Used in post-forensic investigations, PCAPs are handy for payload analysis and to reconstruct files to determine the scale and scope of an attack and identify malicious activity.

But as Gartner analysts Augusto Barros, Anton Chuvakin, and Anna Belak wrote in their research note “Applying Network-Centric Approaches for Threat Detection and Response,” published on March 18, 2019 (ID: G00373460), “Years ago, network forensic tools (NFTs) sought to collect raw packets at large scale, but today’s fast networks made this approach impractical for nearly all organizations.”

An analysis of full PCAPs in Security Intelligence magazine explains how the simplest networks would require hundreds of terabytes, if not petabytes, of storage for PCAPs. Because of that—not to mention the exorbitant cost—organizations that rely on PCAPs rarely store more than a week’s worth of data, which is useless when you have a large data lake. A week’s worth of data is also insufficient when you consider that security operations teams don’t often know for weeks or months that they’ve been breached.

Add to that the huge performance degradation—I mean frustratingly slow—when conducting post-forensic investigations across large data sets.

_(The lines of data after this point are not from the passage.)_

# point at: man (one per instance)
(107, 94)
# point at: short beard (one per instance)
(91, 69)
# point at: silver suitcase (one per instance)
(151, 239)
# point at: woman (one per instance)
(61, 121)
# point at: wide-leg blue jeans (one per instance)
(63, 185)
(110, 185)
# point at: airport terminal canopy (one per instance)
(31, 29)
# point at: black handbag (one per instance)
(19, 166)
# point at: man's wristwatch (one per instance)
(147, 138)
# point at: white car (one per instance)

Why would anyone pay to store PCAPs in return for lackluster performance?

Network metadata: Just right

The collection and storage of network metadata strikes a balance that is just right for data lakes and SIEMs. Barros, Chuvakin and Belak later wrote in the same research note, “Hence, rich metadata and file capture deliver much better investigative value—it is easier and faster to find things—at a much lower computational and storage cost.”

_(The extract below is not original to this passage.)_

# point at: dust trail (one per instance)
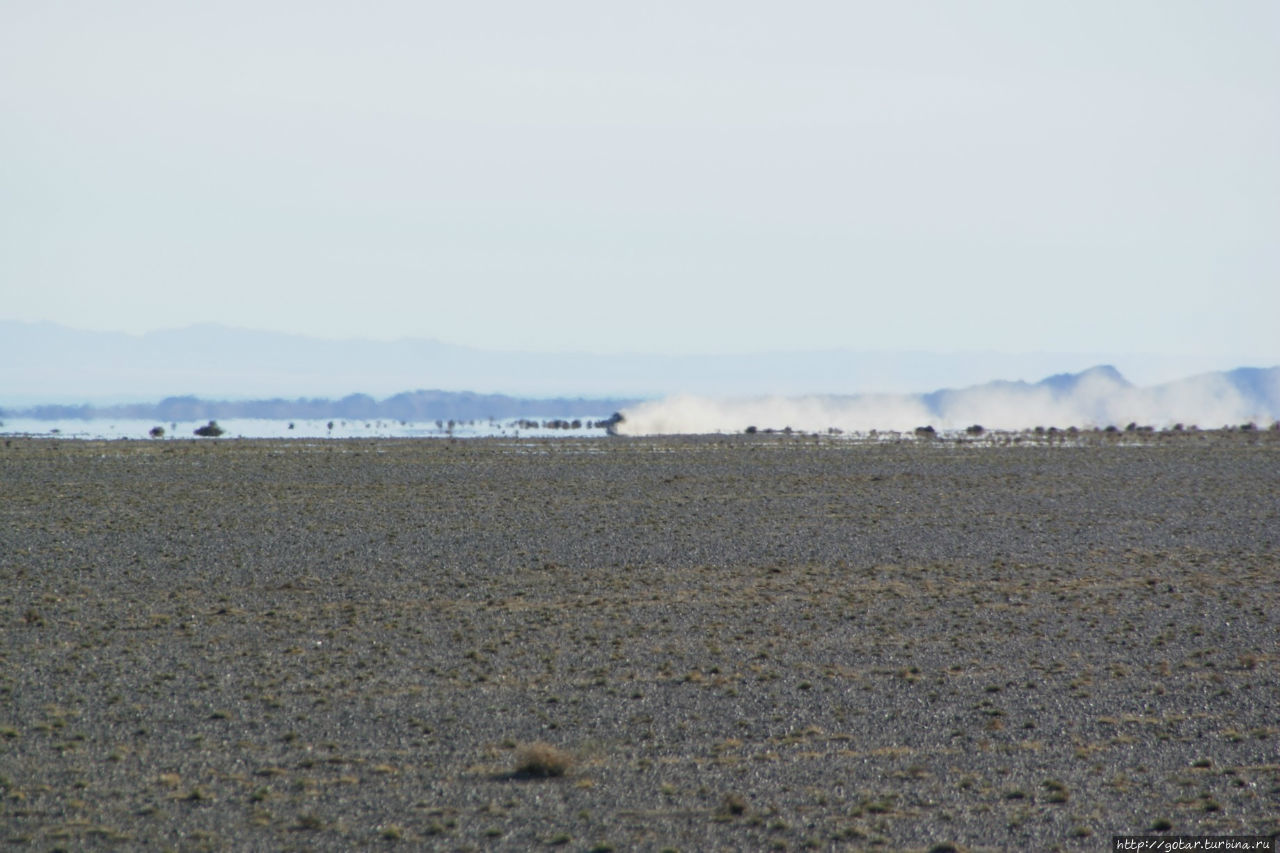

Zeek-formatted metadata gives you the proper balance between network telemetry and price/performance. You get rich, organized and easily searchable data with traffic attributes relevant to security detections and investigation use-cases (e.g. the connection ID attribute). Metadata also enables security operations teams to craft queries that interrogate the data and lead to deeper investigations. From there, progressively targeted queries can be constructed as more and more attack context is extracted.

And it does so without the performance and big-data limitations common with PCAPs. Network metadata reduces storage requirements by over 99%, compared to PCAPs. And you can selectively store the right PCAPs, requiring them only after metadata-based forensics have pinpointed payload data that is relevant.